Pero a pesar de lo mal que lleva la conducción del VCF Lim se da el lujo de mandar a jugar contra México a un grupo de jugadores que no incluye a ninguno de sus titulares habituales, sino que se trata de una alineación alternativa que equivale, digamos, a un “equipo B”. El esparrin de México como parte de su supuesta preparación mundialista estará conformado por juveniles. No veremos hoy contra el Tri al canterano madridista Hugo Duro ni al delantero asturiano Diego López, como tampoco al guardameta macedonio Stole Dimitrievski ni al centrocampista oriundo de la Comunidad, Javi Guerra. En una de esas tampoco viajó el murciélago del escudo.

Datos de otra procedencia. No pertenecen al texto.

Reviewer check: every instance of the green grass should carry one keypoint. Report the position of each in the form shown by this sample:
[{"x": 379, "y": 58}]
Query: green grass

A propósito del encuentro de esta noche, Luis Flores afirma que los contendientes “llegan en condiciones similares, de capa caída”. Para el también ex jugador de Cruz Azul y Atlas “la competitividad del futbol mexicano es cada vez menor”. A su juicio, “todas las decisiones (de los directivos del futbol nacional) se basan en el beneficio económico, no en el deportivo”. Celebra que la afición mexicana, tanto la que radica en Estados Unidos como la que vive en México, ya no siga consumiendo acríticamente el pobre espectáculo que se le ofrece y proteste a su modo por los desatinos dirigenciales que han llevado a tener tres técnicos nacionales en menos de dos años. “Me da gusto que haya reacción de la gente”, declara a este diario el destacado integrante de la única selección mexicana que ha llegado a cuartos de final de un Mundial: el tan anhelado quinto partido que hoy se ve más lejos que nunca.
Si, Renau, fallecido en 1982 muy lejos de Cuernavaca, en Berlín Oriental, tuviera hoy que ilustrar el presente por el que atraviesan respectivamente la selección mexicana y el Valencia, seguro le llamaría de nuevo a Picasso y le pediría otro Guernica.